The housing recovery is "very much in its middle stages", according to Zillow's latest Home Value Forecast. Prices continue to climb and demand remains strong, but despite the broadly positive conditions, the market has a long way to go to reach its previous peak.
Nationally, home values remain 11.3 per cent below their 2007 levels. With home values expected to rise 4.2 per cent through the second quarter of 2015, it will take 2.7 years of growth at that rate for properties to recover their lost value.
In dozens of markets, homeowners who bought at the peak of the market in 2006 or 2007 will have to wait until the first quarter of 2017 at the earliest to get back to the breakeven point on their homes, a lost decade in which they will have built up no home equity.
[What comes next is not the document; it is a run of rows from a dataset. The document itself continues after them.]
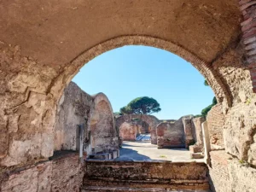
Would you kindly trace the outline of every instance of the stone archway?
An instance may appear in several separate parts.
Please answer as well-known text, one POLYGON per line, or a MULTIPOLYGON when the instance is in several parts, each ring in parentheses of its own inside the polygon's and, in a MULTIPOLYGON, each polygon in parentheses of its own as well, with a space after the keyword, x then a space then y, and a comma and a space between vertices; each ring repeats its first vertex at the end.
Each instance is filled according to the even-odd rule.
MULTIPOLYGON (((56 103, 66 85, 84 63, 127 44, 158 47, 193 63, 221 106, 225 150, 234 162, 256 165, 253 1, 11 0, 0 5, 1 166, 48 160, 56 103)), ((232 183, 239 191, 238 172, 246 169, 230 165, 222 186, 232 183)))

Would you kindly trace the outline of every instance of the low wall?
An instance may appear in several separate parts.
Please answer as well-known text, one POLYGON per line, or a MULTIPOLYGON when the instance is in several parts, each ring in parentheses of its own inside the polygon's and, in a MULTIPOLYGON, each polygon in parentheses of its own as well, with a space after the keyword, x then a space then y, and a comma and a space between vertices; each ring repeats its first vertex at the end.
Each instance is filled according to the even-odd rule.
POLYGON ((79 192, 84 170, 77 154, 54 157, 38 163, 2 173, 2 192, 79 192))
POLYGON ((160 123, 157 125, 158 148, 184 148, 184 130, 182 119, 175 123, 160 123))
POLYGON ((87 161, 84 186, 207 190, 204 163, 87 161))
POLYGON ((211 151, 209 168, 212 192, 254 192, 256 169, 228 155, 224 150, 211 151))
POLYGON ((131 122, 124 122, 119 127, 119 135, 123 141, 135 141, 138 125, 131 122))

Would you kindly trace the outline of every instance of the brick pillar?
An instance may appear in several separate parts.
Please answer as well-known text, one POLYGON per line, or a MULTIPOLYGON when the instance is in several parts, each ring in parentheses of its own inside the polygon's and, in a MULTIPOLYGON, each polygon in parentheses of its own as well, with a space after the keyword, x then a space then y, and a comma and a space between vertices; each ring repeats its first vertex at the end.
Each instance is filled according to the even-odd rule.
POLYGON ((243 43, 251 72, 253 92, 256 92, 256 1, 240 0, 239 4, 244 18, 241 24, 243 43))

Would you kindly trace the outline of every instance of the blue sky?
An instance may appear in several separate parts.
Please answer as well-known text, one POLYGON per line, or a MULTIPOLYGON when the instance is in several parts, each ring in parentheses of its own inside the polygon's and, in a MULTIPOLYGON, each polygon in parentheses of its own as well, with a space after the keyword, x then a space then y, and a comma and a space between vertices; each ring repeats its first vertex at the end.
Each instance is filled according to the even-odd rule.
POLYGON ((85 92, 103 92, 118 112, 132 99, 150 96, 162 110, 160 119, 199 114, 214 94, 189 62, 168 51, 125 46, 108 51, 84 65, 73 79, 85 92))

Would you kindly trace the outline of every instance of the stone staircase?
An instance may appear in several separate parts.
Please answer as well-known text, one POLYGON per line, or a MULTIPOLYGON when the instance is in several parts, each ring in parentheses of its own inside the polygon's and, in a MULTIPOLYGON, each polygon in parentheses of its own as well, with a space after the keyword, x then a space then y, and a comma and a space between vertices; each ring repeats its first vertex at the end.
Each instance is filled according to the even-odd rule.
POLYGON ((82 192, 208 192, 204 163, 88 160, 82 192))

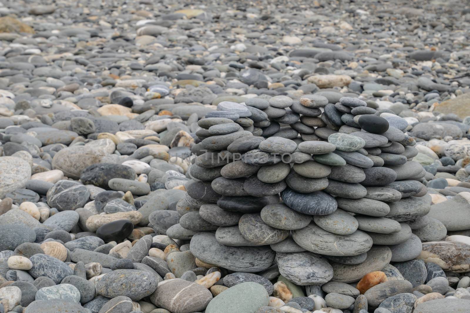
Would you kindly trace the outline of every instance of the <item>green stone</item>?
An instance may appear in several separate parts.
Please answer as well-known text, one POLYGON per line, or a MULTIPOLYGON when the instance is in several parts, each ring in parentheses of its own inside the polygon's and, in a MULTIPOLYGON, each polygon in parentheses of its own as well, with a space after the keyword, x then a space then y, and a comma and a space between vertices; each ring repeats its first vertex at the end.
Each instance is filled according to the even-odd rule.
POLYGON ((319 163, 326 164, 333 166, 342 166, 346 165, 345 159, 338 155, 329 152, 325 154, 317 154, 313 156, 313 160, 319 163))
POLYGON ((259 283, 247 282, 219 294, 209 302, 205 313, 254 313, 269 303, 266 289, 259 283))
POLYGON ((217 105, 222 101, 230 101, 230 102, 236 102, 237 103, 242 103, 244 102, 248 98, 244 98, 243 97, 238 96, 222 96, 218 97, 212 102, 212 105, 217 105))
POLYGON ((277 281, 282 282, 286 284, 287 288, 292 293, 293 298, 296 297, 305 297, 305 291, 304 290, 304 287, 296 285, 292 282, 288 280, 287 278, 282 275, 279 275, 279 277, 277 278, 277 281))
POLYGON ((422 165, 431 165, 434 162, 434 160, 432 157, 421 152, 418 152, 416 156, 413 158, 413 160, 415 162, 418 162, 422 165))

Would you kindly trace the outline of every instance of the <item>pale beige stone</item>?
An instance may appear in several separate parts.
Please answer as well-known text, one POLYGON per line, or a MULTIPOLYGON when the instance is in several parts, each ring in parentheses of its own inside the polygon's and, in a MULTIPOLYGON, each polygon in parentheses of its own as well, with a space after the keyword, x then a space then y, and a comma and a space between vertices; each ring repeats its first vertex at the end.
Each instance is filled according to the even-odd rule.
POLYGON ((131 250, 131 248, 132 247, 132 244, 131 243, 131 242, 129 240, 126 240, 120 244, 118 244, 116 246, 112 248, 110 250, 110 254, 113 252, 116 252, 122 257, 123 259, 125 259, 127 256, 129 251, 131 250))
POLYGON ((13 255, 8 258, 8 267, 12 269, 28 270, 32 268, 32 263, 28 258, 20 255, 13 255))
POLYGON ((26 212, 38 221, 40 219, 41 213, 39 211, 39 209, 36 204, 32 202, 26 201, 22 202, 20 204, 19 209, 26 212))
POLYGON ((285 302, 279 298, 276 298, 275 297, 270 297, 269 304, 268 305, 268 306, 279 309, 283 306, 285 304, 285 302))
POLYGON ((142 219, 142 214, 137 211, 119 212, 106 215, 93 215, 86 220, 86 227, 90 231, 96 231, 100 227, 107 223, 119 220, 129 220, 134 225, 139 224, 142 219))
POLYGON ((63 245, 57 241, 47 241, 41 245, 41 249, 44 253, 58 259, 63 262, 67 259, 67 248, 63 245))
POLYGON ((31 176, 31 179, 38 179, 55 184, 63 178, 63 172, 60 170, 51 170, 37 173, 31 176))
POLYGON ((221 277, 220 272, 212 272, 206 275, 200 279, 198 279, 195 283, 204 286, 207 289, 210 288, 214 283, 219 281, 221 277))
In some large metros, it will take even longer for full recovery to be achieved: Minneapolis (14.5 years), Kansas City (12.5 years) and Chicago (11.7 years).
"This [lost decade] is reflected in stubbornly high negative equity and effective negative equity rates, with more than a third of Americans with a mortgage lacking enough equity to realistically list their home for sale and buy another,” said Zillow Chief Economist Dr. Stan Humphries.
“But there is a silver lining as we navigate these tricky middle innings of the recovery. Because home values remain so far below their peak levels in so many areas, it is still possible for buyers to find bargains. This will be critical to maintaining home affordability over the coming years, especially as mortgage interest rates rise.”
Indeed, mortgage rates have caused affordability of US property to decline, seeing sales slip in the early months of 2014. Nonetheless, the normalisation of the market is creating more stable, balanced conditions. In June, existing-home sales reached an annual pace of 5 million for the first time since October 2013, according to the National Association of Realtors.
Lawrence Yun, NAR chief economist, said housing fundamentals are moving in the right direction: “Inventories are at their highest level in over a year and price gains have slowed to much more welcoming levels in many parts of the country. This bodes well for rising home sales in the upcoming months as consumers are provided with more choices,” he said.
“On the contrary, new home construction needs to rise by at least 50 percent for a complete return to a balanced market because supply shortages – particularly in the West – are still putting upward pressure on prices.”
The median existing-home price for all housing types in June was $223,300, according to the NAR, 4.3 per cent above June 2013 and the 28th consecutive month of year-over-year price gains; a sign of how far the market has come since the recession.
Nonetheless, the days of booming price rises is over. US home values climbed 6.3 per cent year-over-year in the second quarter to a Zillow Home Value Index of $174,200, the slowest annual pace of appreciation recorded so far this year.